Intel社の電子ペーパーに対する考え方を紹介する。同社は携帯機器の消費電力を削減できる技術として,電子ペーパーに注目している。電子ペーパーを搭載した携帯機器が大きな市場を獲得するには,紙を用いた情報提供の市場を徐々に置き換えていくことが必要と主張する。(宇野 麻由子=本誌)

Thomas E. Holder
米Intel Corp.
Strategic Investments
Intel Capital


 米Intel Corp.は,マイクロプロセサの企業として知られている。しかし,1年ほど前,我々は「プラットフォーム」を提供する企業への転換を図った。プラットフォームは,マイクロプロセサだけではなく,機器に必要なチップセットやソフトウエアなどで構成される。言葉を換えれば,機器を作るための「ソリューション」を提供するということだ。本稿では,電子ペーパーを用いた機器のプラットフォームについて,我々の考えを示したい。
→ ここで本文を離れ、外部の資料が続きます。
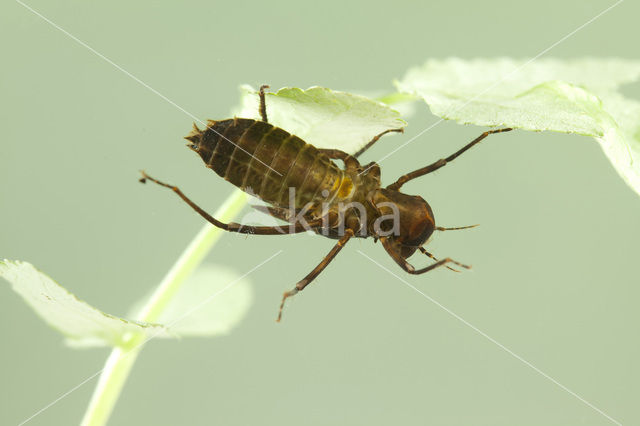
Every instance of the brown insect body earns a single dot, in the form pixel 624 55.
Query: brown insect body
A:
pixel 269 162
 我々が電子ペーパーに注目する背景には,ユーザーがコンピュータに求める要望の変化がある。1960~1970年代にかけては,高い性能に対する要求だけが強かった。各社独自の技術を用いた汎用大型コンピュータが主流だったころだ。その次に,標準のマイクロプロセサを使ったコンピュータの時代が来た。これは,ユーザーが性能だけでなく,価格の低さも求めるようになったことによる。Intel社は,この時代の変化に即して,DRAMの企業からマイクロプロセサの企業へと姿を変えた。